Jochen Killius ist Mitglied der Freiwilligen Feuerwehr Wiersdorf (Eifelkreis Bitburg-Prüm). „Viele Dörfer mussten wir aufgeben“, sagt der 45-Jährige, der in Brackenheim-Meimsheim aufgewachsen ist. Der Pegel des kleinen Flüsschens Prüm sei von 60 Zentimetern auf 3,70 Metern angestiegen und habe eine Breite von bis zu 40 Metern erreicht. Mittwoch gegen 20.50 Uhr sei der Katastrophenalarm ausgerufen worden. „Sämtliche Brücken über die Prüm sind gesperrt.“ Im Nachbardorf Echtershausen mit 160 Einwohnern ist die Hälfte der Häuser nur bis zur Decke des Erdgeschosses überflutet. „Es ist dramatisch, wenn man vor den Wassermassen steht und sieht, wie das Wasser alles mit sich reißt.“ In Rittersdorf habe es die Brücke zur Burg weggespült. Das Restaurant der Burg stehe bis zum zweiten Obergeschoss unter Wasser. Viele Häuser musste über Nacht evakuiert werden.

 

Niederschläge von 148 Litern pro Quadratmeter

Bei den Unwettern im Norden von Rheinland-Pfalz sind bis zu 148 Liter Regen pro Quadratmeter gefallen. Diese Menge ging im Laufe des Mittwochs und in der Nacht nieder, wie das Klimaschutzministerium in Mainz mitteilte. Für den Hochsommer sei das „ein neues Phänomen“, erklärte Ministerin Anne Spiegel (Grüne). „Die aktuellen Extremwetterereignisse in Form von Starkregen sind dramatisch.“ Aus kleinen Bächen seien unberechenbare Fluten geworden. Am stärksten betroffen seien die Landkreise Ahrweiler, Bitburg-Prüm, Vulkaneifel und Trier-Saarburg.

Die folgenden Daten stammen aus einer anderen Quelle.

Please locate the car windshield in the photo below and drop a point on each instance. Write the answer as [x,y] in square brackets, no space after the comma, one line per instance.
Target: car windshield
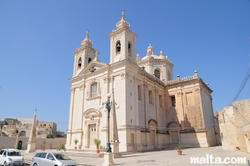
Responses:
[14,153]
[61,156]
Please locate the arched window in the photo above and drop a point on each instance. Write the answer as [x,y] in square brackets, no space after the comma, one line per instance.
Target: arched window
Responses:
[157,73]
[89,60]
[118,47]
[94,90]
[80,62]
[129,48]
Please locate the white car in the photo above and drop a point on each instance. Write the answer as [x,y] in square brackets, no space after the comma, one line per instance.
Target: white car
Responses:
[52,159]
[11,157]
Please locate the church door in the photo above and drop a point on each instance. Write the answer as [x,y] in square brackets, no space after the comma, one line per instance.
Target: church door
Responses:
[152,138]
[92,135]
[174,137]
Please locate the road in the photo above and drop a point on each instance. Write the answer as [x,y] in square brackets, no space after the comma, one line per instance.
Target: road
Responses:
[165,158]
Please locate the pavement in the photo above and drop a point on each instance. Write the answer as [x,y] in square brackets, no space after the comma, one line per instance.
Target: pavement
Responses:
[213,156]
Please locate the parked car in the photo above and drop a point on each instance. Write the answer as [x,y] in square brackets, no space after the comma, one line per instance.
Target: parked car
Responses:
[51,159]
[11,157]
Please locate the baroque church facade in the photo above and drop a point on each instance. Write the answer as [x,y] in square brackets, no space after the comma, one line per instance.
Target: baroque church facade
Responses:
[156,111]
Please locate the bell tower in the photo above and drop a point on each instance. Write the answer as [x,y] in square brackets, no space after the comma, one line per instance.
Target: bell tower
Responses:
[84,55]
[122,42]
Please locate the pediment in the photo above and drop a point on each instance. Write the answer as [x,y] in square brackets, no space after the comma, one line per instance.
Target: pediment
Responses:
[93,66]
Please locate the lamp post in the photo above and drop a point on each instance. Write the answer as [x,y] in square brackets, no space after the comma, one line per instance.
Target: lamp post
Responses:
[108,157]
[108,105]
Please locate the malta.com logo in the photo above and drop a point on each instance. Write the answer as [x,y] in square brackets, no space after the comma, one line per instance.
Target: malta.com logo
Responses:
[210,159]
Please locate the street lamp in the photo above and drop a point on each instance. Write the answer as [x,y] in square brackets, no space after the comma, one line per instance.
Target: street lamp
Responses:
[108,104]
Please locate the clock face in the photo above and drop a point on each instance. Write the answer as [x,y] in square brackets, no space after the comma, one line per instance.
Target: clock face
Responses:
[117,58]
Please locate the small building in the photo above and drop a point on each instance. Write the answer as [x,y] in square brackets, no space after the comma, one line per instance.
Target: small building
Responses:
[10,125]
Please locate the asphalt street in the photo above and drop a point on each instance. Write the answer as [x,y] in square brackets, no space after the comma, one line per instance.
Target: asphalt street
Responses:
[160,158]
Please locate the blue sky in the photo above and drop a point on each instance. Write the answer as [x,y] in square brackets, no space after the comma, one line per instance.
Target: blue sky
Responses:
[37,40]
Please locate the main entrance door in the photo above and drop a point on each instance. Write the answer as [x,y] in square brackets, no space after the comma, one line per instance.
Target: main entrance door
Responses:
[92,135]
[174,137]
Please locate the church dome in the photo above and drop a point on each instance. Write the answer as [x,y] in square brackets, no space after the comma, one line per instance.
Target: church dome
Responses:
[87,41]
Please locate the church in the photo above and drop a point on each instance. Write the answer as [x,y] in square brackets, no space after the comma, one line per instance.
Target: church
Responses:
[155,110]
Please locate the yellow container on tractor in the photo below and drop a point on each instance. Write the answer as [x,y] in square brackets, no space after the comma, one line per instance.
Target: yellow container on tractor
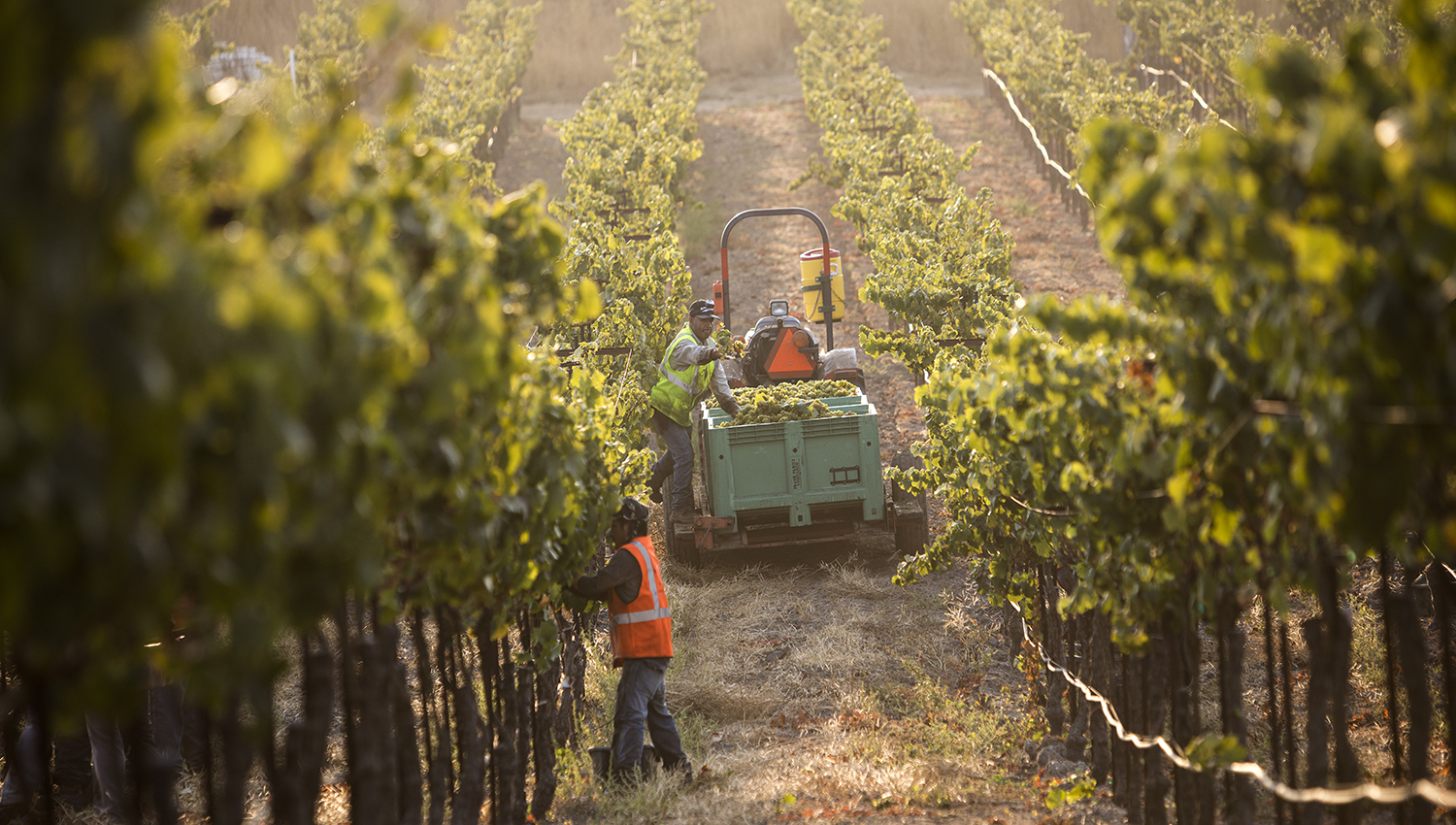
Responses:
[811,265]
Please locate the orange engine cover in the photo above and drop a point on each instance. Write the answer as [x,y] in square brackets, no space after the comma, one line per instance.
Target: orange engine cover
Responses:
[785,360]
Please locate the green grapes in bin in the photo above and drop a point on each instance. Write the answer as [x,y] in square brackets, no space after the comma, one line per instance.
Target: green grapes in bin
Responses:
[788,402]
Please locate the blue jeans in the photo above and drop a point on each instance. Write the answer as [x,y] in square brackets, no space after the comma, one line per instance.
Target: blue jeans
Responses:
[678,460]
[643,699]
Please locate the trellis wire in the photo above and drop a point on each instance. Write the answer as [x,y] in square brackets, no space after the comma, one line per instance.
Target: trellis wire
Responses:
[1045,157]
[1197,98]
[1371,792]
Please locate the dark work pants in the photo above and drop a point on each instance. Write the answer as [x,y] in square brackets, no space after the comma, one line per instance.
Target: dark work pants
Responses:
[643,700]
[678,461]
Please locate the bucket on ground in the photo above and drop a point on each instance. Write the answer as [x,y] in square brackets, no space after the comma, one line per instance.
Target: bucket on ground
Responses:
[811,268]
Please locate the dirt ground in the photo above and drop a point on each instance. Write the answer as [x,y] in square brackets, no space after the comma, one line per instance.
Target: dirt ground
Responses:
[809,685]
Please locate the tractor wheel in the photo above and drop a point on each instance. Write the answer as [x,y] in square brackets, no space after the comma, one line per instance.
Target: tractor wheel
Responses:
[680,545]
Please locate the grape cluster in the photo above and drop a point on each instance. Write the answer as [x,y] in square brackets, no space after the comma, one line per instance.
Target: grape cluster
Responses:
[788,402]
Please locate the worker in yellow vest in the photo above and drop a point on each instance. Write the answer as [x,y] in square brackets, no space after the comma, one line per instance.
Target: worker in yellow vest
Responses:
[687,373]
[641,644]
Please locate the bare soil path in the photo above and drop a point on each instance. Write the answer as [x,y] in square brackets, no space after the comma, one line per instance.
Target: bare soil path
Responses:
[811,687]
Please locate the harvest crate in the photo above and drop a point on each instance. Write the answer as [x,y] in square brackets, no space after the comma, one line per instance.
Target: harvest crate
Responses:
[788,472]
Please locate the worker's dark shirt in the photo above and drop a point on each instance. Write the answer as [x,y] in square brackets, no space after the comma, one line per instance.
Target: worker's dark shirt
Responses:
[622,572]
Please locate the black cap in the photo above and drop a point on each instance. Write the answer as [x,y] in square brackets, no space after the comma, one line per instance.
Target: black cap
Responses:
[632,510]
[702,309]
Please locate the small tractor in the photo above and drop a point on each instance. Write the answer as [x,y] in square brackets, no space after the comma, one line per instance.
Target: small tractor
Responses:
[792,481]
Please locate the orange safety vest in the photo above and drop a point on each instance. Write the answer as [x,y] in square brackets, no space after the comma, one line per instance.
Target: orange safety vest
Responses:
[643,627]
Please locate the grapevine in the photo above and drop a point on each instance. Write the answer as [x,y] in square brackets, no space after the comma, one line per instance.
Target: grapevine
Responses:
[629,145]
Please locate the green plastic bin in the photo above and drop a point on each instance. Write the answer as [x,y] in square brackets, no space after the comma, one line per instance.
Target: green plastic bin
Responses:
[795,466]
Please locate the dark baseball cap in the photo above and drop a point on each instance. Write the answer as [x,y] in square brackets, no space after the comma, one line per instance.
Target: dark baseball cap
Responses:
[702,309]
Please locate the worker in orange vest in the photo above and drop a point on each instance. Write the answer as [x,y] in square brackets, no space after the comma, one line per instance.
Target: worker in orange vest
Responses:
[641,644]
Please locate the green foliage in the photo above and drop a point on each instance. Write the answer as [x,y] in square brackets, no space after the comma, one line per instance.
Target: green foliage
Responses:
[1202,40]
[332,52]
[629,146]
[248,373]
[192,29]
[1057,84]
[1080,787]
[1309,264]
[475,78]
[941,261]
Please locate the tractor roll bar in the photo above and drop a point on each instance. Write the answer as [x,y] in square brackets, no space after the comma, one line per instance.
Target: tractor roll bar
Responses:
[827,297]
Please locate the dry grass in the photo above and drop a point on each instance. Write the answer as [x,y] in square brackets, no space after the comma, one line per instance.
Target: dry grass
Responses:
[820,688]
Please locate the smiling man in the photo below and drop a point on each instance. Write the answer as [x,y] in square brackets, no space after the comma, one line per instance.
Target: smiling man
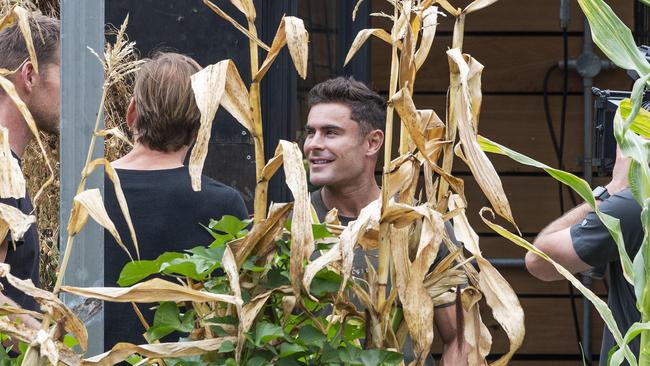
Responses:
[344,135]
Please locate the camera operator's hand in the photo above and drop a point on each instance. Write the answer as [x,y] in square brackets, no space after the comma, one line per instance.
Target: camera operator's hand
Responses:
[620,174]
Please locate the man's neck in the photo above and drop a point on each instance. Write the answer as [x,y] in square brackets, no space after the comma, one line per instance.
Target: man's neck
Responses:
[143,158]
[349,200]
[19,133]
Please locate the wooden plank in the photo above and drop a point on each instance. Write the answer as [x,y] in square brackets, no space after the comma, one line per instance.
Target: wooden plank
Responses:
[518,122]
[512,65]
[516,16]
[549,328]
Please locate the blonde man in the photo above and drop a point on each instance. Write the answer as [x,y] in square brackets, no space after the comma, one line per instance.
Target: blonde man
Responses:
[167,214]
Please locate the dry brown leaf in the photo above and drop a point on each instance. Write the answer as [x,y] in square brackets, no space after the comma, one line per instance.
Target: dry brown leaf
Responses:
[476,333]
[119,194]
[115,132]
[12,182]
[239,27]
[481,167]
[12,219]
[10,89]
[50,304]
[429,25]
[154,290]
[498,293]
[302,238]
[218,84]
[478,5]
[122,351]
[263,234]
[90,202]
[291,32]
[361,39]
[23,22]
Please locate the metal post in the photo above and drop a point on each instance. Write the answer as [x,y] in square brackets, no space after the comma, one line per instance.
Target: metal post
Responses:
[82,26]
[587,83]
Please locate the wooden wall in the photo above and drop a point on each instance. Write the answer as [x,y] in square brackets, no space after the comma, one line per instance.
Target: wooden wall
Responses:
[517,41]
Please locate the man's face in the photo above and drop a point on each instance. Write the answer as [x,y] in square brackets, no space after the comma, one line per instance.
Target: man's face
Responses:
[334,147]
[45,101]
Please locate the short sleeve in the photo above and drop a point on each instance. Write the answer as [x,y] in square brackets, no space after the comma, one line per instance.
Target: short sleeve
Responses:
[592,241]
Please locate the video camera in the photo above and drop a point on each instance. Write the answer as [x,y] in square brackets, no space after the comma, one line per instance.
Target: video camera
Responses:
[605,106]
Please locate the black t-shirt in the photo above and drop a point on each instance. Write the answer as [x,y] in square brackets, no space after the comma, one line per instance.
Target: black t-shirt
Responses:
[24,260]
[596,247]
[166,214]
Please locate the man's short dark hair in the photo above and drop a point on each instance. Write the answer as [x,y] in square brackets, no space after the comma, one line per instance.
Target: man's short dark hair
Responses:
[45,36]
[366,106]
[167,115]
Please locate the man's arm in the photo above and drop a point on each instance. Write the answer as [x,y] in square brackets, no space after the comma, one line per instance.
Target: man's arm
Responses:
[555,240]
[454,348]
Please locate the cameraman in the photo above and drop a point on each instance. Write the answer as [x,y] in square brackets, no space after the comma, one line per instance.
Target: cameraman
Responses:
[578,241]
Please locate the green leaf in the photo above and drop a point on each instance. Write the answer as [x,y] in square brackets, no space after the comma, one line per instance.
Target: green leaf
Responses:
[229,225]
[288,349]
[226,347]
[310,336]
[325,282]
[613,37]
[70,341]
[266,332]
[136,271]
[168,320]
[374,357]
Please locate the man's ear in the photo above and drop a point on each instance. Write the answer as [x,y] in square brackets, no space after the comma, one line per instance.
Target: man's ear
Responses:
[131,114]
[375,141]
[26,78]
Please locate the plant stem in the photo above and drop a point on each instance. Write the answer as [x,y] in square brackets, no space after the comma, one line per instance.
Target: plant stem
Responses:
[261,187]
[384,228]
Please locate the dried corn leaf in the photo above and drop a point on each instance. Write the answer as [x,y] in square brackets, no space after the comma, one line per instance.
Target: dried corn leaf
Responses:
[154,290]
[14,221]
[481,167]
[362,37]
[476,333]
[498,293]
[119,194]
[291,32]
[122,351]
[302,238]
[429,25]
[23,22]
[218,84]
[262,234]
[478,5]
[90,202]
[241,28]
[50,304]
[115,132]
[600,306]
[10,89]
[12,182]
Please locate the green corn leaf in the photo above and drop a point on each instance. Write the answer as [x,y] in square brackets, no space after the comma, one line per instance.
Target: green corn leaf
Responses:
[581,187]
[636,329]
[613,37]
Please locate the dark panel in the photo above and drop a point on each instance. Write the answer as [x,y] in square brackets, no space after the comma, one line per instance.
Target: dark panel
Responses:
[191,28]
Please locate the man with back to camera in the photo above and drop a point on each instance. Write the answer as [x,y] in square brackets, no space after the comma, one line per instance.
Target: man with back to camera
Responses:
[40,92]
[344,134]
[579,241]
[165,211]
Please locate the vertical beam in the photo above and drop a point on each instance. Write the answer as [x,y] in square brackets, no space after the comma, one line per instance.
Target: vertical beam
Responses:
[82,26]
[279,92]
[347,30]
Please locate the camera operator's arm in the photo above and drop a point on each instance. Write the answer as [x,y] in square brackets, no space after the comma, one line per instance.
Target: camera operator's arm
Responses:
[556,241]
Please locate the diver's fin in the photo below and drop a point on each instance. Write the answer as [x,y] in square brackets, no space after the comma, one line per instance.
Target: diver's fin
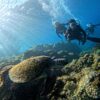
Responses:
[93,39]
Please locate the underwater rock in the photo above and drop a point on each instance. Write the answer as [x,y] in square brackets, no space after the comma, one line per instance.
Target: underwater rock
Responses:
[39,78]
[28,69]
[80,80]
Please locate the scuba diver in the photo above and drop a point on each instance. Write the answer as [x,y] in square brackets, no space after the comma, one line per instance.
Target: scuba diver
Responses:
[74,31]
[91,28]
[60,29]
[71,32]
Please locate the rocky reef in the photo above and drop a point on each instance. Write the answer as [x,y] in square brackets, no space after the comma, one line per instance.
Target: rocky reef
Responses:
[68,51]
[38,78]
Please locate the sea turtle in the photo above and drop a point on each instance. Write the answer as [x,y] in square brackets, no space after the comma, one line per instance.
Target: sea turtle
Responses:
[26,79]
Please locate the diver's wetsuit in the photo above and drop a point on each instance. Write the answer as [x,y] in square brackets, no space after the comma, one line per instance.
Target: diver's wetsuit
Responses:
[76,33]
[61,29]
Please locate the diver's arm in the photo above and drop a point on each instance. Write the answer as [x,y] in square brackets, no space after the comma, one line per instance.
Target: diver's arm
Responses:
[58,34]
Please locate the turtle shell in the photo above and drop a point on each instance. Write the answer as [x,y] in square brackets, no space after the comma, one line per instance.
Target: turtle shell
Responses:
[29,69]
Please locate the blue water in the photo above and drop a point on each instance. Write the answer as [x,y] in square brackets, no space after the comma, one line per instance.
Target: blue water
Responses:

Auch an der Mosel verschärft sich die Lage nach Angaben des Ministeriums. Zurzeit werde am Pegel Trier ein Wasserstand bis 9,15 Metern erwartet. Am Oberrhein bilde sich am Pegel Maxau ein erster Hochwasserscheitel aus. Nach kurzem, leichtem Rückgang seien wegen der für den Südwesten vorhergesagten Niederschläge dann ab Donnerstagabend wieder steigende Wasserstände zu erwarten.